Indigestions par-dessus diharées explosives par-dessus indigestions et brûlements d'estomac, je veux plus manger. Je veux plus manger. Je veux plus! Je mets la "nourriture" (Oh oui ca mérite des guillemets!) dans ma bouche, c'est dégeulasse, ça s'avale pas! Je maigri... C'est une infection alimentaire qui dure 10 jours. J'ai jamais faim. J'ai la bouche pateuse et les mains desséchées. Je suis souvent dizzy et bouche bée devant la beauté du paysage. C'est à croire que je gobe cinq grammes de mush par jour.

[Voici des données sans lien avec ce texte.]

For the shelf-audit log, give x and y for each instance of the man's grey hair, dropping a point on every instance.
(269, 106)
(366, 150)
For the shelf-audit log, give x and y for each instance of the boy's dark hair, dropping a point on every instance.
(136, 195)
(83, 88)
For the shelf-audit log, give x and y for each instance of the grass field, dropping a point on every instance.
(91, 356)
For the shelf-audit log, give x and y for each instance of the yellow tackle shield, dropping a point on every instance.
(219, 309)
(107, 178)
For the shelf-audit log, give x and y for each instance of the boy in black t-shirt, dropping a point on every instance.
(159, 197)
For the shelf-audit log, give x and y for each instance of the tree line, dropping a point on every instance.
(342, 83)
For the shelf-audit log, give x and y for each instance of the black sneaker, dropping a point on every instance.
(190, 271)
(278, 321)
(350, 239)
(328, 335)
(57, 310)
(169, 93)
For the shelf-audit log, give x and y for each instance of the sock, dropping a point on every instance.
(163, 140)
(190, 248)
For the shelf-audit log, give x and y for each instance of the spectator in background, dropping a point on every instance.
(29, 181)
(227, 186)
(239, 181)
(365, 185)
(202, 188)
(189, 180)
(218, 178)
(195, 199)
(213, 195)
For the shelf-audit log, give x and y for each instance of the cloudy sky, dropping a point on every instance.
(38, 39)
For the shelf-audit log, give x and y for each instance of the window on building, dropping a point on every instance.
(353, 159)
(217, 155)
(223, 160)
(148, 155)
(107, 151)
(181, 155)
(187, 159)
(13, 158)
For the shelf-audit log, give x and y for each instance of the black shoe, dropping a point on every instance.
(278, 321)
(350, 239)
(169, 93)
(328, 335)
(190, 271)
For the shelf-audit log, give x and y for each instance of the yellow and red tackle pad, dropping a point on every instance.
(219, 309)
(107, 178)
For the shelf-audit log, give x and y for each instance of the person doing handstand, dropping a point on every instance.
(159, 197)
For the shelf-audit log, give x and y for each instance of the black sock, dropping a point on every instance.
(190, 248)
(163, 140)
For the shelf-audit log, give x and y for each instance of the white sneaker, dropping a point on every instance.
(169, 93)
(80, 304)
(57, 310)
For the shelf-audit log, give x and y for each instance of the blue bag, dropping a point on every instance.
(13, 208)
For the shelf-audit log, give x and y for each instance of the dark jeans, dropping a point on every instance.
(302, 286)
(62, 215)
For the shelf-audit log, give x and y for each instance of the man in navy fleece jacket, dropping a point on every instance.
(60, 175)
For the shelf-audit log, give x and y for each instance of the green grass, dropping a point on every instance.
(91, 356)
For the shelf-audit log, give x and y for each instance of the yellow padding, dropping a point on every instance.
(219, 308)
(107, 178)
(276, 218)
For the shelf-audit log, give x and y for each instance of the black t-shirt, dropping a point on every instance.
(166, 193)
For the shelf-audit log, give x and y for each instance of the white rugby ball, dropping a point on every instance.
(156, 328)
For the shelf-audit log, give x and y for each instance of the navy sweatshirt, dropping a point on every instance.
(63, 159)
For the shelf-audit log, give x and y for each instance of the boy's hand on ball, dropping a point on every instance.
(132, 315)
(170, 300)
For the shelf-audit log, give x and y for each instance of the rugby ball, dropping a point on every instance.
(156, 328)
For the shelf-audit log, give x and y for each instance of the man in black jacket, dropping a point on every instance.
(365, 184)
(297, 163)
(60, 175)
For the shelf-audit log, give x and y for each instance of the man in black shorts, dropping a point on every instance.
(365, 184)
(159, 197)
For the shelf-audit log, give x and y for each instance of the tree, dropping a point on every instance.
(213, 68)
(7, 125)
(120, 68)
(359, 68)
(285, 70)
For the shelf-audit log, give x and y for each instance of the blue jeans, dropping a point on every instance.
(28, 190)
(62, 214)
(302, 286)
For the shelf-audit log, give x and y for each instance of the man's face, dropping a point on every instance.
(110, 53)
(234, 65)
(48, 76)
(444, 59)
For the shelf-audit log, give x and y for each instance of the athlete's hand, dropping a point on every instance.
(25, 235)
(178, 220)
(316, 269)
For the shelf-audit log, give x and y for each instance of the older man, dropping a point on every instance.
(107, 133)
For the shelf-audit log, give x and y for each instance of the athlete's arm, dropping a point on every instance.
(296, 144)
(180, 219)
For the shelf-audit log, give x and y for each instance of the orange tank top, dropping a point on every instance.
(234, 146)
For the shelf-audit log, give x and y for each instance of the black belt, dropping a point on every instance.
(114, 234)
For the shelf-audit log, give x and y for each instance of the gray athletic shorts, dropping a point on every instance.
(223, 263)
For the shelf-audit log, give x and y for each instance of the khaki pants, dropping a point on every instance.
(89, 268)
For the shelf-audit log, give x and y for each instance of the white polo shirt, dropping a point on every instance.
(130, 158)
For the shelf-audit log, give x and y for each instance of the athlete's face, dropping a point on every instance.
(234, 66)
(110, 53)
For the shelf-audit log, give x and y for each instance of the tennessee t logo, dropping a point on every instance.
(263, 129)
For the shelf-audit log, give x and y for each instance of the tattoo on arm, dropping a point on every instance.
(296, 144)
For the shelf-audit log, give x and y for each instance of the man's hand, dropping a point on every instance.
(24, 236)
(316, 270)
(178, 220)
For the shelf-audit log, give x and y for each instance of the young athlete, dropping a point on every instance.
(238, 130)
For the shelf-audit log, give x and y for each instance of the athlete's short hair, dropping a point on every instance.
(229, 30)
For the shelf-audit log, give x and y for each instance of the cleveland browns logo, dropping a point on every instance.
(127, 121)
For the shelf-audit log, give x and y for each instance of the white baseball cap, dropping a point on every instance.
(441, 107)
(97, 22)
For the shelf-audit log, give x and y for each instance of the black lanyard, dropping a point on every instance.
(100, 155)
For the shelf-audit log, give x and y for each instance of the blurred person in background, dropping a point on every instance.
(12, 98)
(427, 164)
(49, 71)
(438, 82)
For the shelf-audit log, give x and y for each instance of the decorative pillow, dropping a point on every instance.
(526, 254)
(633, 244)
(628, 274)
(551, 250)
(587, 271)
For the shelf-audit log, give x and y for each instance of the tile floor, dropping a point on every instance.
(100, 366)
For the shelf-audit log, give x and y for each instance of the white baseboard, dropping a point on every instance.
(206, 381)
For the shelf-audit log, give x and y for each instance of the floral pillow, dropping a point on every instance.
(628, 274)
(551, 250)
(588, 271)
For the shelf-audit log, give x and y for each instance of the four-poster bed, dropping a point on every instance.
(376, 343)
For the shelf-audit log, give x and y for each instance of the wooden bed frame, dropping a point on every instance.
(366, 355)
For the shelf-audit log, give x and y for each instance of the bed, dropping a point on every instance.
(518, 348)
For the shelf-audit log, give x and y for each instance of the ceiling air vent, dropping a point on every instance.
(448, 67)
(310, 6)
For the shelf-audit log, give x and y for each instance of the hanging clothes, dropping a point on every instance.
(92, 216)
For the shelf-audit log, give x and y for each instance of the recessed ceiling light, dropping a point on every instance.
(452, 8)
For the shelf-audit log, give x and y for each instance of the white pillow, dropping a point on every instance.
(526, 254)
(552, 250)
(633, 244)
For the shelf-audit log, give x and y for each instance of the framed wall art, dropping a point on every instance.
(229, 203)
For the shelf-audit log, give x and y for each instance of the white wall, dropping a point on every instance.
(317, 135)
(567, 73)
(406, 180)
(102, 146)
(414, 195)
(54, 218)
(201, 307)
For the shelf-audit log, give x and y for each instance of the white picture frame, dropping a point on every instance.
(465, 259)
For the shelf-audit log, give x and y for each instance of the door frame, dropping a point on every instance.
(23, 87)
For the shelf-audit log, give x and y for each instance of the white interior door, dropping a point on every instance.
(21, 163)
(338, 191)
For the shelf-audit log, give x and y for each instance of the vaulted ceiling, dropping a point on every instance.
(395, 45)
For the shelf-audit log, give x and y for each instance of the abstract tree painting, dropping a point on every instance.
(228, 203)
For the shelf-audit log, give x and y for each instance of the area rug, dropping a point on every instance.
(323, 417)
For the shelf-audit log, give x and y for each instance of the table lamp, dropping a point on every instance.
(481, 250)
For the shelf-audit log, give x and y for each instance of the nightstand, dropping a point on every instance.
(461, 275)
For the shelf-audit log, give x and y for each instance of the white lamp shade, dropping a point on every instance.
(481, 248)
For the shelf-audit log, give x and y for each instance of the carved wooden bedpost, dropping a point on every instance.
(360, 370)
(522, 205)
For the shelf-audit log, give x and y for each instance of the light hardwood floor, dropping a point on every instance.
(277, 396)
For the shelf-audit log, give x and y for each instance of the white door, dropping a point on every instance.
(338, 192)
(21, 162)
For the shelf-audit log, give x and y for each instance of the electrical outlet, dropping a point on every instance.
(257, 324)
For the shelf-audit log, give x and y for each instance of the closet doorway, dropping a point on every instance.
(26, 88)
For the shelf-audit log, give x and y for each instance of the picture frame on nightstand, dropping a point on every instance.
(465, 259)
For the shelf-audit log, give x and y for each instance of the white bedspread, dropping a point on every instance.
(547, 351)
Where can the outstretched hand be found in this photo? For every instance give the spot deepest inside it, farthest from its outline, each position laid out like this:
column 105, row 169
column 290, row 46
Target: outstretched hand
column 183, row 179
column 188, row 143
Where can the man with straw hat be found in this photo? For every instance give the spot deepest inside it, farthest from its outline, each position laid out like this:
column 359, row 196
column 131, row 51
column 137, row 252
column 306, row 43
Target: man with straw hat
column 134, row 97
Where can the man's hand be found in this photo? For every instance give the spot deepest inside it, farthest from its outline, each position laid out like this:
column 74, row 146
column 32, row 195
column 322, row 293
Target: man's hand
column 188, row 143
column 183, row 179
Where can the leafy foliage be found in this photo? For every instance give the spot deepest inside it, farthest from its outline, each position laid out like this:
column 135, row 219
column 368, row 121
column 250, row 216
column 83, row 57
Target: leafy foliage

"Prends sur toi The Bear, tu le savais que ça serait dur l'Himalaya." Quand je pense que je pourrais être un mort-vivant de l'autre coté de la planète dans mon bunker réfrigéré, à regarder la glace prendre et l'horloge numérique qui se donne même pas la peine de tourner pour donner l'impression que ça bouge, je me dis que je vis mieux ainsi.



Devant la beauté dure du Pangong tso qui devrait être réservé aux dieux, j'ai cette sensation magnifique d'accomplissement. Celle d'être finalement arrivé après tous les efforts déployés. Mes douleurs gastriques me font plus souffrir, elles me rappellent que je vis toujours.

151km parcourus en 9 heures entre Leh et le lac. Laeticia descendait souvent pour que je traverse la moto à travers le sable et les rivières. Le retour m'angoisse un peu. Le bus passe une fois semaine. C'est pas une option. Un taxi se propose pour 1000Rs et Dieu sait que j'aurais été prêt à mettre  beaucoup plus pour pas revivre l'expérience de l'aller. 1000Rs vaut mieux que retourner à Leh vide pour lui et Laeticia aura pas à marcher la moitié du chemin. Tout le monde est content. Mon retour sera beaucoup plus plaisant et en contrôle sur une moto légère.

En dix jours au Ladakh, j'ai avalé dix livres de poussière, j'ai perdu dix livres de graisse. Je me dessèche à vue d'oeil. Il est temps de partir avant de ressembler à une figue sur sa tresse. Il reste encore une route qui sort de Leh, celle de Kargil, possiblement le quatrième plus haut pass du monde, mais qui veut entendre parler d'un quatrième de file?


*Pass = Col de montagne, le point le plus bas entre deux sommet.